Here’s the good news, though. Firefox offers an extension for almost every possible “Toolbar” offered. For example, if you need Alexa data - instead of installing the Alexa toolbar, you can use the SEO Open extension. The SEO Open extension provides access to Alexa data, backlinks, indexed pages, PR, WhoIs data, and more.

I feel much more comfortable installing an extension from Mozilla than I do installing a toolbar (spyware?) from a marketing company such as Alexa or StumbleUpon.


Google Toolbar

Do you want to see the PR for every website you visit, but you don’t want to install the Google toolbar?

Just install the Live PR extension for Firefox.


StumbleUpon Toolbar

What about StumbleUpon?

In order to use StumbleUpon, I was asked to download a toolbar. I decided to install the toolbar into Opera, since I don’t use Opera as my main browser. [I have Opera installed to test webpage design. 99% of the time Opera renders HTML just like Firefox, since they are both standards compliant. IE is another story.]

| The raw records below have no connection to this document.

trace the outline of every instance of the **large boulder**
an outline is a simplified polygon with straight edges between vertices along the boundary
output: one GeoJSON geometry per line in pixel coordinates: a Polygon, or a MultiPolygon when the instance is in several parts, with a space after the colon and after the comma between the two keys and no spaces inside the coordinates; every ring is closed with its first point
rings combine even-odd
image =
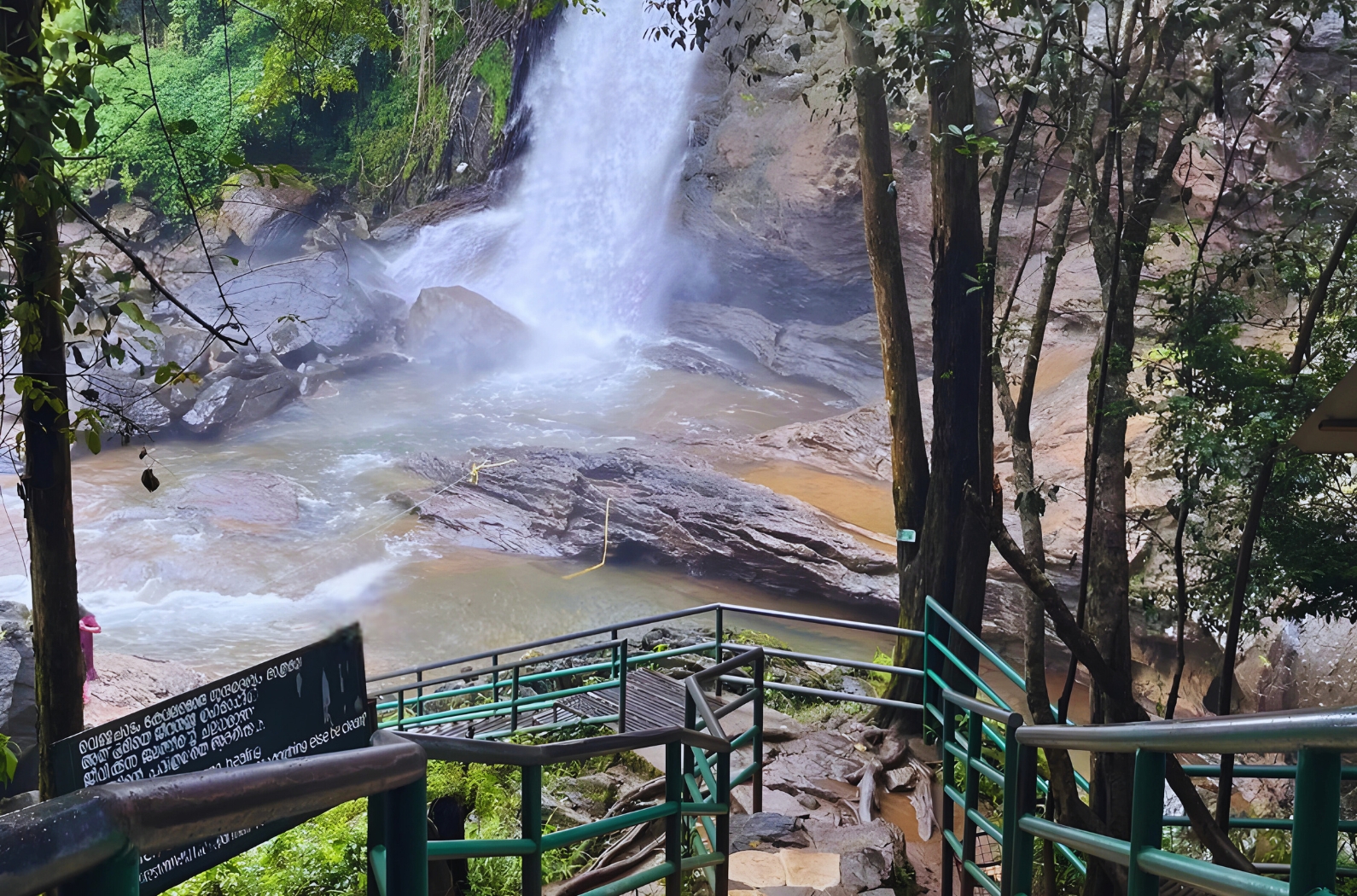
{"type": "Polygon", "coordinates": [[[513,463],[482,470],[475,485],[464,466],[432,455],[406,464],[440,486],[419,515],[460,544],[597,562],[611,498],[609,562],[672,565],[858,605],[896,603],[892,555],[810,505],[689,455],[508,448],[480,456],[513,463]]]}
{"type": "Polygon", "coordinates": [[[303,380],[273,354],[243,354],[202,380],[180,419],[199,436],[263,419],[300,395],[303,380]]]}
{"type": "Polygon", "coordinates": [[[824,383],[860,403],[878,400],[885,390],[875,314],[839,324],[773,323],[749,308],[676,301],[669,331],[707,345],[737,346],[773,373],[824,383]]]}
{"type": "MultiPolygon", "coordinates": [[[[208,320],[223,316],[223,295],[246,331],[296,367],[318,352],[358,352],[389,337],[404,303],[354,253],[290,258],[227,276],[204,277],[180,300],[208,320]],[[313,345],[312,345],[313,343],[313,345]]],[[[228,333],[232,333],[228,330],[228,333]]]]}
{"type": "Polygon", "coordinates": [[[308,213],[315,190],[280,183],[261,185],[246,171],[223,191],[221,210],[217,212],[217,236],[225,242],[233,234],[250,247],[269,247],[300,242],[300,235],[311,228],[308,213]]]}
{"type": "Polygon", "coordinates": [[[495,303],[465,286],[429,286],[410,308],[404,346],[460,369],[502,362],[528,341],[528,327],[495,303]]]}

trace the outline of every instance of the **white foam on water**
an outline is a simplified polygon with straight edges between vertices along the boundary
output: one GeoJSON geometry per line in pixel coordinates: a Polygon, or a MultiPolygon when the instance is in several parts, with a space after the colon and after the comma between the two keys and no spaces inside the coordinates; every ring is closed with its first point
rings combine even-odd
{"type": "Polygon", "coordinates": [[[639,0],[603,7],[565,10],[533,61],[531,143],[506,201],[425,228],[388,272],[410,300],[483,293],[535,326],[558,367],[643,324],[687,261],[670,219],[699,54],[647,38],[660,14],[639,0]]]}

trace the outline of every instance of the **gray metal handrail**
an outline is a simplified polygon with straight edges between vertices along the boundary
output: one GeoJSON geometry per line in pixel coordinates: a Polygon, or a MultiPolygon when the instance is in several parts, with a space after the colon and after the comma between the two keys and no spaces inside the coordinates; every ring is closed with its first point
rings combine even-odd
{"type": "Polygon", "coordinates": [[[1118,725],[1025,725],[1018,741],[1053,749],[1133,753],[1288,753],[1357,749],[1357,706],[1118,725]]]}
{"type": "MultiPolygon", "coordinates": [[[[408,683],[398,684],[394,687],[388,687],[384,691],[370,691],[368,696],[385,696],[387,694],[413,691],[415,690],[417,686],[427,690],[436,684],[448,684],[449,682],[465,682],[467,679],[479,679],[483,675],[493,675],[495,672],[513,672],[514,669],[521,669],[529,665],[540,665],[543,662],[554,662],[556,660],[569,660],[570,657],[578,657],[585,653],[597,653],[600,650],[608,650],[611,648],[622,646],[623,643],[626,643],[626,641],[627,641],[626,638],[613,638],[612,641],[598,641],[596,643],[586,643],[579,648],[571,648],[570,650],[558,650],[555,653],[547,653],[543,656],[522,657],[521,660],[514,660],[513,662],[497,662],[495,665],[486,665],[480,667],[479,669],[468,669],[467,672],[457,672],[456,675],[445,675],[438,679],[423,679],[417,682],[415,684],[408,684],[408,683]]],[[[509,648],[506,650],[499,650],[493,656],[501,656],[503,653],[513,653],[513,652],[514,649],[509,648]]],[[[451,665],[452,662],[461,662],[461,660],[451,660],[449,662],[440,665],[451,665]]],[[[388,676],[383,676],[383,679],[385,677],[388,676]]],[[[369,683],[377,679],[368,679],[369,683]]],[[[437,699],[437,698],[430,696],[430,699],[437,699]]]]}
{"type": "MultiPolygon", "coordinates": [[[[121,854],[171,850],[421,781],[425,751],[379,734],[346,752],[77,790],[0,816],[0,893],[31,896],[121,854]]],[[[132,863],[133,880],[136,863],[132,863]]],[[[121,891],[119,891],[121,892],[121,891]]]]}
{"type": "Polygon", "coordinates": [[[562,762],[608,756],[628,749],[674,743],[718,753],[730,752],[729,740],[680,728],[678,725],[651,728],[627,734],[563,740],[555,744],[506,744],[503,741],[395,730],[387,730],[383,734],[418,744],[423,748],[429,759],[438,762],[475,762],[493,766],[552,766],[562,762]]]}
{"type": "MultiPolygon", "coordinates": [[[[418,675],[427,672],[429,669],[441,669],[448,665],[456,665],[460,662],[472,662],[475,660],[486,660],[489,657],[503,656],[506,653],[520,653],[522,650],[535,650],[536,648],[544,648],[551,643],[562,643],[565,641],[578,641],[579,638],[592,638],[600,634],[611,634],[615,631],[623,631],[626,629],[639,629],[642,626],[651,626],[657,622],[669,622],[670,619],[684,619],[687,616],[700,616],[708,612],[738,612],[748,616],[764,616],[768,619],[786,619],[788,622],[809,622],[813,624],[832,626],[836,629],[852,629],[855,631],[873,631],[877,634],[886,634],[893,637],[905,638],[921,638],[924,637],[921,631],[913,629],[901,629],[898,626],[883,626],[873,622],[854,622],[851,619],[832,619],[829,616],[811,616],[799,612],[787,612],[783,610],[764,610],[761,607],[746,607],[742,604],[703,604],[702,607],[691,607],[688,610],[673,610],[670,612],[654,614],[651,616],[639,616],[636,619],[627,619],[626,622],[617,622],[607,626],[596,626],[593,629],[585,629],[582,631],[573,631],[570,634],[555,635],[551,638],[539,638],[537,641],[525,641],[524,643],[516,643],[506,648],[495,648],[493,650],[482,650],[480,653],[470,653],[463,657],[453,657],[451,660],[437,660],[434,662],[425,662],[422,665],[411,665],[404,669],[395,669],[392,672],[383,672],[380,675],[373,675],[368,677],[368,683],[385,682],[388,679],[399,679],[406,675],[418,675]]],[[[503,668],[503,667],[501,667],[503,668]]],[[[399,690],[399,688],[398,688],[399,690]]],[[[389,694],[389,691],[383,691],[389,694]]]]}

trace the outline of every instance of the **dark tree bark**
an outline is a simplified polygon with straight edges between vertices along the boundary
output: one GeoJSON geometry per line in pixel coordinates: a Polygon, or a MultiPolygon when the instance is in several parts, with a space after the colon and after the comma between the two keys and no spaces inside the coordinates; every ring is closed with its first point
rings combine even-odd
{"type": "MultiPolygon", "coordinates": [[[[900,255],[900,221],[896,217],[896,175],[890,153],[890,118],[886,88],[878,69],[877,46],[864,33],[866,23],[843,20],[849,69],[856,72],[854,95],[858,100],[858,175],[862,181],[863,227],[871,285],[881,324],[881,362],[890,413],[892,496],[896,510],[896,561],[900,576],[900,626],[923,627],[923,601],[917,591],[906,589],[904,570],[915,559],[916,542],[898,538],[900,531],[923,528],[924,498],[928,494],[928,453],[924,448],[923,410],[919,403],[919,368],[915,361],[913,326],[905,296],[905,265],[900,255]]],[[[917,638],[900,638],[894,662],[923,667],[923,645],[917,638]]],[[[917,703],[921,686],[909,677],[896,683],[902,699],[917,703]]],[[[893,720],[902,721],[902,720],[893,720]]]]}
{"type": "MultiPolygon", "coordinates": [[[[989,379],[991,316],[984,289],[980,175],[974,152],[953,128],[972,133],[976,90],[966,5],[927,0],[919,7],[928,45],[932,155],[932,474],[920,535],[917,588],[972,631],[980,630],[989,539],[965,509],[965,489],[991,494],[993,477],[989,379]],[[944,60],[944,61],[939,61],[944,60]]],[[[959,635],[949,645],[968,664],[977,657],[959,635]]],[[[955,673],[951,686],[972,692],[955,673]]]]}
{"type": "MultiPolygon", "coordinates": [[[[969,500],[972,513],[989,520],[989,534],[995,542],[995,547],[1012,570],[1018,573],[1019,578],[1023,580],[1023,584],[1041,601],[1046,616],[1056,627],[1056,634],[1069,648],[1073,658],[1088,669],[1088,675],[1094,679],[1094,686],[1107,695],[1107,701],[1113,705],[1115,714],[1128,722],[1148,721],[1149,713],[1136,702],[1130,686],[1130,669],[1115,668],[1103,658],[1098,650],[1098,643],[1075,619],[1075,615],[1065,605],[1065,601],[1061,600],[1046,573],[1038,569],[1031,558],[1014,542],[1008,529],[1004,528],[1003,516],[987,508],[978,496],[972,494],[969,500]]],[[[1216,827],[1215,820],[1210,817],[1210,810],[1202,802],[1196,785],[1193,785],[1191,779],[1182,770],[1182,766],[1178,764],[1177,756],[1168,756],[1167,782],[1182,801],[1183,810],[1191,820],[1193,832],[1210,850],[1212,861],[1216,865],[1224,865],[1242,872],[1255,872],[1253,862],[1244,858],[1243,853],[1229,842],[1229,838],[1216,827]]],[[[1098,825],[1090,829],[1096,831],[1103,827],[1102,823],[1098,823],[1098,825]]]]}
{"type": "MultiPolygon", "coordinates": [[[[43,71],[42,4],[19,0],[0,11],[5,52],[43,71]]],[[[22,69],[16,69],[22,71],[22,69]]],[[[15,157],[15,140],[43,128],[41,79],[5,84],[5,147],[15,157]],[[18,124],[15,115],[23,115],[18,124]]],[[[41,134],[45,138],[46,134],[41,134]]],[[[66,357],[61,314],[61,254],[57,243],[52,163],[41,155],[20,164],[28,189],[12,208],[15,265],[14,307],[20,320],[23,372],[33,377],[39,398],[23,399],[23,459],[20,475],[28,524],[33,580],[33,648],[37,664],[38,789],[53,796],[52,744],[84,728],[80,654],[80,618],[76,604],[76,546],[71,512],[71,428],[66,411],[66,357]]],[[[14,195],[14,193],[11,194],[14,195]]]]}

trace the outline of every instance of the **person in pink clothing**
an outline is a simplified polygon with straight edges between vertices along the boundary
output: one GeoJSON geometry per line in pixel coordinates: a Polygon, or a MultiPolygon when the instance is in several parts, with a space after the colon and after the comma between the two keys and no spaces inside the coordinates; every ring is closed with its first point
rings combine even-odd
{"type": "Polygon", "coordinates": [[[84,607],[80,608],[80,653],[85,657],[85,680],[84,680],[84,702],[90,702],[90,682],[99,677],[99,673],[94,668],[94,637],[103,631],[99,627],[99,622],[94,618],[94,614],[84,607]]]}

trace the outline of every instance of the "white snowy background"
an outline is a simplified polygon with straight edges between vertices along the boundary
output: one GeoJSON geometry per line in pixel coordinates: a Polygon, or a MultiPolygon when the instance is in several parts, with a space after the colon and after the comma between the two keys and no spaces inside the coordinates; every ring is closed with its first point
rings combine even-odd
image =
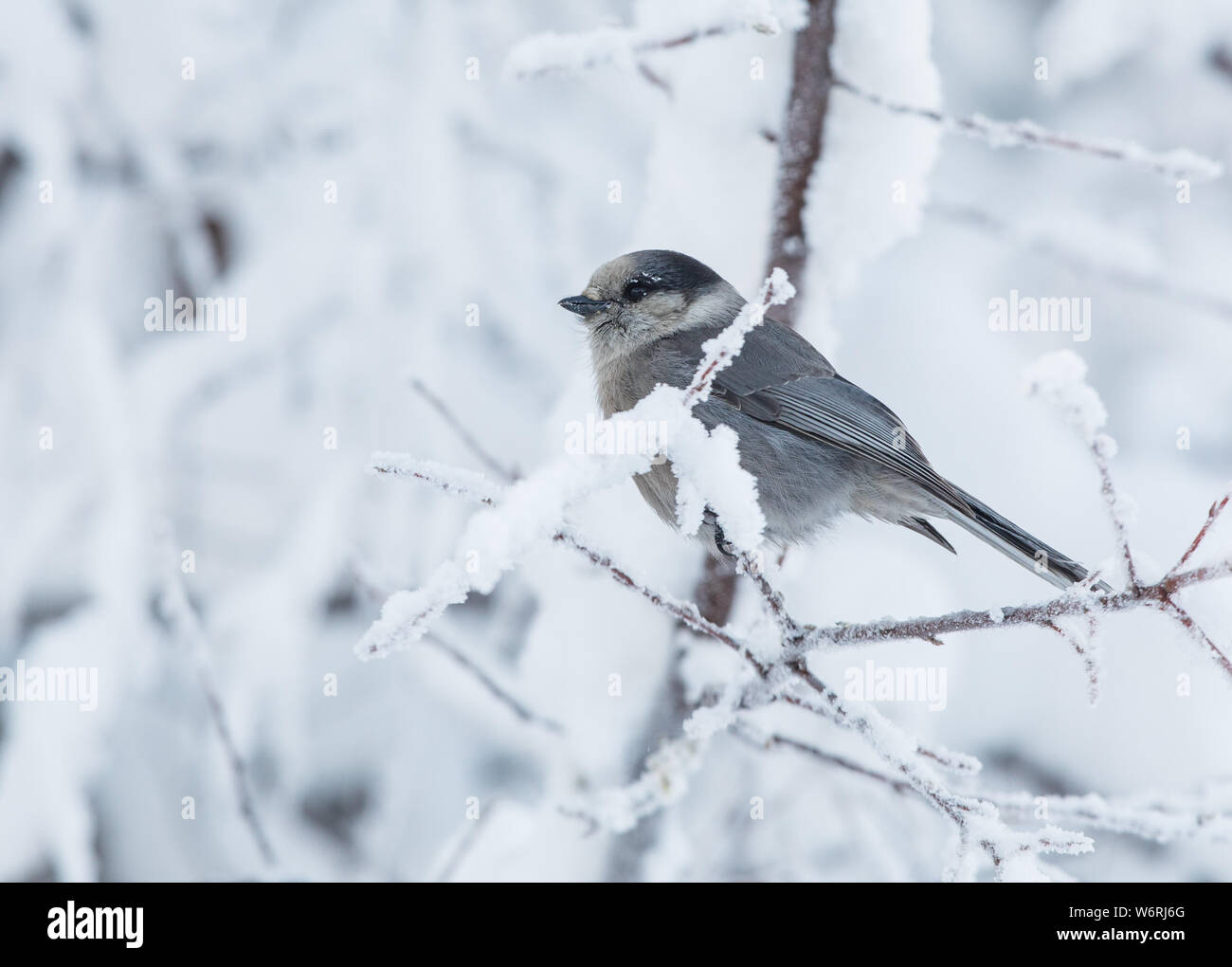
{"type": "MultiPolygon", "coordinates": [[[[371,474],[372,453],[503,483],[416,383],[531,473],[596,409],[584,335],[556,307],[595,266],[678,249],[756,293],[779,156],[766,133],[802,18],[797,2],[719,0],[5,9],[0,666],[96,668],[100,692],[94,712],[0,702],[0,878],[936,881],[955,866],[954,823],[923,798],[733,729],[621,831],[611,791],[734,664],[551,541],[409,649],[355,654],[387,595],[430,580],[474,512],[371,474]],[[770,16],[777,33],[744,26],[770,16]],[[636,55],[615,31],[713,23],[736,28],[636,55]],[[145,331],[145,299],[169,288],[246,299],[246,339],[145,331]],[[615,829],[579,818],[586,802],[609,803],[615,829]]],[[[887,101],[1232,161],[1232,7],[1214,0],[840,0],[832,58],[887,101]]],[[[1184,203],[1177,182],[834,90],[800,328],[942,474],[1115,572],[1090,455],[1024,392],[1030,365],[1076,351],[1157,579],[1232,477],[1232,182],[1195,177],[1184,203]],[[1010,289],[1089,297],[1090,339],[991,331],[989,301],[1010,289]]],[[[632,483],[569,520],[638,579],[692,595],[699,547],[632,483]]],[[[957,557],[845,521],[774,580],[817,623],[1052,595],[942,530],[957,557]]],[[[1230,547],[1223,521],[1204,558],[1230,547]]],[[[1184,600],[1232,645],[1227,580],[1184,600]]],[[[747,583],[732,621],[765,632],[747,583]]],[[[1094,706],[1082,659],[1039,627],[812,668],[835,686],[870,659],[944,668],[944,711],[877,707],[977,756],[981,774],[955,780],[965,793],[1206,817],[1165,843],[1056,820],[1094,851],[1050,857],[1052,875],[1227,878],[1232,681],[1146,609],[1096,642],[1094,706]]],[[[885,769],[850,732],[791,712],[745,721],[885,769]]]]}

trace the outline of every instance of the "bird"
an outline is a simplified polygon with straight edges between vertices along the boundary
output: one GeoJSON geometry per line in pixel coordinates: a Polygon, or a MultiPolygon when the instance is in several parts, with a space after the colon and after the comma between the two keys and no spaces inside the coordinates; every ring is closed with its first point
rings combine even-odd
{"type": "MultiPolygon", "coordinates": [[[[731,325],[745,299],[696,259],[647,249],[599,266],[580,294],[558,305],[586,330],[598,402],[611,418],[659,384],[687,387],[702,344],[731,325]]],[[[855,514],[907,527],[957,553],[931,524],[940,520],[1057,588],[1089,577],[1082,564],[939,474],[886,404],[840,376],[779,320],[765,318],[748,333],[710,398],[692,413],[707,430],[736,431],[740,466],[756,478],[764,538],[771,544],[806,543],[855,514]]],[[[633,480],[659,517],[679,527],[670,461],[657,461],[633,480]]],[[[699,536],[716,556],[736,557],[710,509],[699,536]]],[[[1095,588],[1111,590],[1103,581],[1095,588]]]]}

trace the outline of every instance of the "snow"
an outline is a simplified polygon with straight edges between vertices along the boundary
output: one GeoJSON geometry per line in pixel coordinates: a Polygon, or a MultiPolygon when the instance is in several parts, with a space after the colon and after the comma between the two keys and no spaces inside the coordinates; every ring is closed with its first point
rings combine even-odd
{"type": "MultiPolygon", "coordinates": [[[[792,618],[1007,620],[809,652],[829,686],[870,659],[947,675],[942,712],[835,707],[776,664],[748,578],[721,633],[753,660],[687,629],[701,551],[628,482],[654,455],[565,452],[596,404],[556,302],[596,265],[674,248],[764,281],[804,4],[67,11],[0,33],[0,668],[96,669],[99,701],[0,701],[0,877],[1228,880],[1226,675],[1175,622],[1064,621],[1078,654],[1009,627],[1050,591],[962,533],[955,557],[844,520],[768,562],[792,618]],[[168,287],[245,298],[246,339],[147,333],[168,287]]],[[[833,91],[801,331],[939,472],[1105,575],[1095,457],[1143,580],[1227,488],[1232,204],[1199,176],[1232,148],[1230,17],[838,9],[844,78],[986,128],[833,91]],[[989,148],[1060,132],[1082,147],[989,148]],[[1073,341],[991,331],[1010,289],[1089,297],[1080,357],[1030,368],[1073,341]]],[[[686,407],[639,413],[679,430],[683,530],[708,503],[756,549],[755,482],[686,407]]],[[[1220,521],[1186,567],[1228,557],[1220,521]]],[[[1221,647],[1226,580],[1179,596],[1221,647]]]]}
{"type": "Polygon", "coordinates": [[[1041,356],[1023,373],[1025,392],[1056,407],[1064,420],[1095,446],[1104,457],[1116,453],[1116,443],[1100,427],[1108,410],[1099,394],[1087,384],[1087,363],[1072,350],[1041,356]]]}

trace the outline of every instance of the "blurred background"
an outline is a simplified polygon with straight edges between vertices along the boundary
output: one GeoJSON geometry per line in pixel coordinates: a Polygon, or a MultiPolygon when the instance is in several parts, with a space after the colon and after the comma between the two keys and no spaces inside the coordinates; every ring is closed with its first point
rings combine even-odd
{"type": "MultiPolygon", "coordinates": [[[[556,302],[620,253],[678,249],[756,291],[802,2],[48,0],[0,17],[0,666],[97,669],[94,711],[0,702],[0,878],[941,877],[955,834],[923,801],[736,734],[631,831],[562,809],[633,780],[731,673],[722,645],[558,547],[415,648],[352,650],[472,512],[367,473],[373,451],[493,479],[558,457],[596,407],[556,302]],[[569,42],[533,39],[684,36],[749,10],[782,30],[568,70],[547,68],[569,42]],[[168,291],[243,299],[244,338],[150,331],[168,291]]],[[[830,55],[860,89],[947,116],[1232,160],[1232,7],[1214,0],[839,0],[830,55]]],[[[994,147],[834,90],[798,328],[942,474],[1098,564],[1115,542],[1089,455],[1021,384],[1077,351],[1154,578],[1232,477],[1230,224],[1227,176],[994,147]],[[1089,340],[993,331],[1011,289],[1089,298],[1089,340]]],[[[699,548],[631,483],[573,521],[694,596],[699,548]]],[[[816,622],[1047,594],[954,531],[957,557],[845,521],[776,580],[816,622]]],[[[1186,595],[1228,643],[1227,586],[1186,595]]],[[[732,621],[759,609],[742,588],[732,621]]],[[[814,666],[944,668],[944,711],[880,708],[977,755],[972,791],[1184,809],[1226,781],[1214,663],[1146,611],[1098,642],[1094,706],[1082,659],[1041,628],[814,666]]],[[[758,714],[875,761],[822,722],[758,714]]],[[[1087,831],[1094,854],[1056,862],[1078,878],[1232,872],[1215,833],[1087,831]]]]}

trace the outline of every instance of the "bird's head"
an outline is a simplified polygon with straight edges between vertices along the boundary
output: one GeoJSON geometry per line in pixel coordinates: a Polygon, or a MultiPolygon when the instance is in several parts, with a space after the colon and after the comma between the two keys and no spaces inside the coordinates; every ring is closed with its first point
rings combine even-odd
{"type": "Polygon", "coordinates": [[[558,304],[586,325],[594,350],[628,352],[685,329],[726,325],[744,299],[696,259],[647,249],[599,266],[580,296],[558,304]]]}

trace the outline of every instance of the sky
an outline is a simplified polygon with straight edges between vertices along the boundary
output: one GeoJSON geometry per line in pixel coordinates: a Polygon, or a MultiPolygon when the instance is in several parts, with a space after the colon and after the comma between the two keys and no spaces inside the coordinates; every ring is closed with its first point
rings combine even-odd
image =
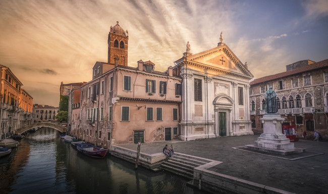
{"type": "Polygon", "coordinates": [[[116,22],[129,31],[128,65],[164,71],[189,41],[196,54],[225,42],[258,78],[297,61],[328,59],[328,1],[0,0],[0,64],[33,103],[58,106],[60,86],[88,82],[107,62],[116,22]]]}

Problem is, StumbleUpon doesn’t offer a toolbar for Opera.

Fortunately, there’s a group of developers who created a toolbar for Opera. It’s called OperaStumbler and offers the same features as the toolbar for IE and FF. (Thank you Kyle.)

So, if you feel uncomfortable installing the StumbleUpon toolbar into your main browser, you can always use Opera and OperaStumbler.